Abu Tammam fu faro della letteratura araba del IX secolo, che nella sua era Abbaside (dal nome della dinastia regnante, la terza del mondo islamico) raggiunse il massimo splendore – rompendo gli schemi lirici tradizionali – dopo la lunga tradizione orale e la codifica della parola di Allah nel Corano. Gli Abbasidi fondarono Baghdad e la elessero a capitale, regnando fino al XIII secolo. Fiorirono in questi secoli anche la filosofia e le scienze.

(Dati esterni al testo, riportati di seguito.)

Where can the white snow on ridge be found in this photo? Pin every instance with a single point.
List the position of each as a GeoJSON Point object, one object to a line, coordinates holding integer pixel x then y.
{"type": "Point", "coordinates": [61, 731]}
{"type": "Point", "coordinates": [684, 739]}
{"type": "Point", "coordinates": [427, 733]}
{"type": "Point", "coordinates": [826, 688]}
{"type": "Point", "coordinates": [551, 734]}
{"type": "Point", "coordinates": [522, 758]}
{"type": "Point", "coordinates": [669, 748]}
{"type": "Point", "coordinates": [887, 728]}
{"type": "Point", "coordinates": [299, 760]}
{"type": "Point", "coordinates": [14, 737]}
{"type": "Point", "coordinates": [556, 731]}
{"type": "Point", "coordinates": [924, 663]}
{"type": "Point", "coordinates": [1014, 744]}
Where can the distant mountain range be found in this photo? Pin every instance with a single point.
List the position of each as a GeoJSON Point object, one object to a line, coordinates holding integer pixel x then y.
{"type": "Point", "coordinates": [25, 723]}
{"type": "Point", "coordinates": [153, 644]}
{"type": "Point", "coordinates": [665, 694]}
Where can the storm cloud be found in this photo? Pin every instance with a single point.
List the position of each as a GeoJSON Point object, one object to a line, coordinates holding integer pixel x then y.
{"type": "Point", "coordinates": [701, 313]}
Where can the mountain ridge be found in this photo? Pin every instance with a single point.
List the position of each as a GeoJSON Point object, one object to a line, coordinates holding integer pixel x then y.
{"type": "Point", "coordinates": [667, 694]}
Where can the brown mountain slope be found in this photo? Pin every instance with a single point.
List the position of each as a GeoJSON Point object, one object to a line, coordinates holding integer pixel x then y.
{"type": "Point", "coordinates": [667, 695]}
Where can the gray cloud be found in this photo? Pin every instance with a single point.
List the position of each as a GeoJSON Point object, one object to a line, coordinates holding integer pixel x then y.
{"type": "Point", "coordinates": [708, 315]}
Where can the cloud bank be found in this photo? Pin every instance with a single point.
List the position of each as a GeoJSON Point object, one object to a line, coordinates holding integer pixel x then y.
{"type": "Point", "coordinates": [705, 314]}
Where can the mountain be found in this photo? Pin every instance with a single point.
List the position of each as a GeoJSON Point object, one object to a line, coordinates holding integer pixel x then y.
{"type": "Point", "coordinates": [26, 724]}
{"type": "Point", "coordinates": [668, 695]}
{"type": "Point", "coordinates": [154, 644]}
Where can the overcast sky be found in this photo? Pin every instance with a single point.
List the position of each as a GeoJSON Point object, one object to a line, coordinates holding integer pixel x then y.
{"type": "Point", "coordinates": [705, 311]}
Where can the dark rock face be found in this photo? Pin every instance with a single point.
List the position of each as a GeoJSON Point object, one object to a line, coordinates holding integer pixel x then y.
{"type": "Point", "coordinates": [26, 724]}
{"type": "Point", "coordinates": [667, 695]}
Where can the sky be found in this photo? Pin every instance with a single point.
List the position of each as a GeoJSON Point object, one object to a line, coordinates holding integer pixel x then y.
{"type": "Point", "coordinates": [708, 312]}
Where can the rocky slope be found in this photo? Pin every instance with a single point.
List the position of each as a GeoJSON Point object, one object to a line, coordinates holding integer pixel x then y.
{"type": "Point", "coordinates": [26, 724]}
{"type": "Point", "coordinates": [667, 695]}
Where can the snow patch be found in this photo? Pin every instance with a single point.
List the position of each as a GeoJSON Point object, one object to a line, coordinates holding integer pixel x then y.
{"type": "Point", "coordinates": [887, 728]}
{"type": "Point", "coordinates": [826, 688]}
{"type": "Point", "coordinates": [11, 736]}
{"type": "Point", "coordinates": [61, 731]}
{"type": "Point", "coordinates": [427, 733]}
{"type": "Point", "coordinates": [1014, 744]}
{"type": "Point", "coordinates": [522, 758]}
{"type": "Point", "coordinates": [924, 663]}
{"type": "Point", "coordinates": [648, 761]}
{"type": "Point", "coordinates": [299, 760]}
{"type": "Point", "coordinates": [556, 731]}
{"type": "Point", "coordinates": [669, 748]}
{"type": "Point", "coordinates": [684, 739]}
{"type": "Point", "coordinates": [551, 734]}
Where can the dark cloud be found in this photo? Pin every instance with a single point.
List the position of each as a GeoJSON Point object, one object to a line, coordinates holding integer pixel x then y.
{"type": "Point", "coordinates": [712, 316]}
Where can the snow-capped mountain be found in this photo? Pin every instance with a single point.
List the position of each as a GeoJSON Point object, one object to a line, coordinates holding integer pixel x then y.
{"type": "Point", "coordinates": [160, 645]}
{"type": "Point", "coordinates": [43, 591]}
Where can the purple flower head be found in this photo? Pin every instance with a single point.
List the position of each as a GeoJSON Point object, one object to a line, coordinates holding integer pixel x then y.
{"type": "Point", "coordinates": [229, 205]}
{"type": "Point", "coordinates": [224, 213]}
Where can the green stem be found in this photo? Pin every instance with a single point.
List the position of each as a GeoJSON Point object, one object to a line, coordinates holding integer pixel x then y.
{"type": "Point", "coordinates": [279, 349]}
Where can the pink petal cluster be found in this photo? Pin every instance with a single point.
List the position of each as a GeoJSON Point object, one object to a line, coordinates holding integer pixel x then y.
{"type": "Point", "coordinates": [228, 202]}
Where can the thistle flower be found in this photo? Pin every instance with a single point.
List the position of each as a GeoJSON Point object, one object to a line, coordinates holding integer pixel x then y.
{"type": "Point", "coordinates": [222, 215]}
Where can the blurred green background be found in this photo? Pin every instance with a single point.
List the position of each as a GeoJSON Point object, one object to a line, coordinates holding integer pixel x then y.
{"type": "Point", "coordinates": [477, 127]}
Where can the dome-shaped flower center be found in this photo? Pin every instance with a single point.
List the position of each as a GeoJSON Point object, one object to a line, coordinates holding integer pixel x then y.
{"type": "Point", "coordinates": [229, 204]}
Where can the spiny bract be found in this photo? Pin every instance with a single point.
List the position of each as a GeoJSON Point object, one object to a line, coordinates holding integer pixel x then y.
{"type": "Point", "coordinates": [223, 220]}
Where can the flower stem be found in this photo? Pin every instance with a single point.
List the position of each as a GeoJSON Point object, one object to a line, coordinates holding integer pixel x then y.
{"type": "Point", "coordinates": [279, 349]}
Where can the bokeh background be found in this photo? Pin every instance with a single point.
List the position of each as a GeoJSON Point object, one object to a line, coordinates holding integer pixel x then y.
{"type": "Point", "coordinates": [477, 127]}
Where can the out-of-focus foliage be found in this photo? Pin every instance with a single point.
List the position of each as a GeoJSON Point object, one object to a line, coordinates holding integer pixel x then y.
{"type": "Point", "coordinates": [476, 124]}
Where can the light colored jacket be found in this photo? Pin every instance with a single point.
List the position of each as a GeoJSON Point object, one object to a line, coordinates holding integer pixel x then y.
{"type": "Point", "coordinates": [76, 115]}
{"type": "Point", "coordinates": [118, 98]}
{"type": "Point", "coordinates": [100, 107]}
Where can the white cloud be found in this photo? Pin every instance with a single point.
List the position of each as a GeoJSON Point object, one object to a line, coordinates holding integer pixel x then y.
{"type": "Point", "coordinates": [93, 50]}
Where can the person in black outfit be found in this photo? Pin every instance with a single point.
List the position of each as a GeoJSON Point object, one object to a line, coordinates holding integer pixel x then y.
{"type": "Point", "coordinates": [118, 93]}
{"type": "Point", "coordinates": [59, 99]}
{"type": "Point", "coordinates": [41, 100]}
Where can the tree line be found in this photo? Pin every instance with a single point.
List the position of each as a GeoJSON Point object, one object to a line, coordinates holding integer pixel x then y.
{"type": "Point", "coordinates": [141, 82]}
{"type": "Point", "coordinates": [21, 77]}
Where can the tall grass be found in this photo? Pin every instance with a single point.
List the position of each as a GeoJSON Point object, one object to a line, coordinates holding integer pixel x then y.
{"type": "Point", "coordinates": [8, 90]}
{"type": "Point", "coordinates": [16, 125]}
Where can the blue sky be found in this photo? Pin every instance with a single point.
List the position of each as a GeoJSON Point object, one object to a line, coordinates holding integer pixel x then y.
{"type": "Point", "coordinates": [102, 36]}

Tammam deve la sua fama alle Hamasa (in arabo “esortazioni”), una delle più grandi antologie di letteratura araba mai scritte. Molte delle poesie raccolte, caricate di immagini artificiose e retoriche, sono frammenti selezionati da lunghi poemi.
Quando, al colmo dell’ebbrezza, infine
s’addormentò, quando i suoi occhi
misero fine alla ronda notturna,
cedendo a loro volta al sonno,
m’avvicinai a una distanza
conveniente, come s’accosta a un compagno
che sa pienamente il valore
di ciò che s’appresta a saggiare,
per vellicarlo come si vellica
una bellezza sonnolenta,
per sfiorarlo
come si sfiora un effluvio.
La notte trascorse così
con lui sempre addormentato,
finché l’aurora non schiuse
le sue labbra con un sorriso.
In “L’amato dorme” il poeta certifica la rassicurante quotidianità di un amore tra due uomini con parole delicate e una sensibilità quantomai contemporanea. La distanza diventa conveniente, la bellezza sonnolenta, l’aurora schiude le labbra con un sorriso. Il valore di ciò che l’uomo s’appresta a saggiare è cosa nota, ma non per questo meno appagante. L’amore è qui, tra le parole di questa antichissima poesia araba, baciato da una notte come tante.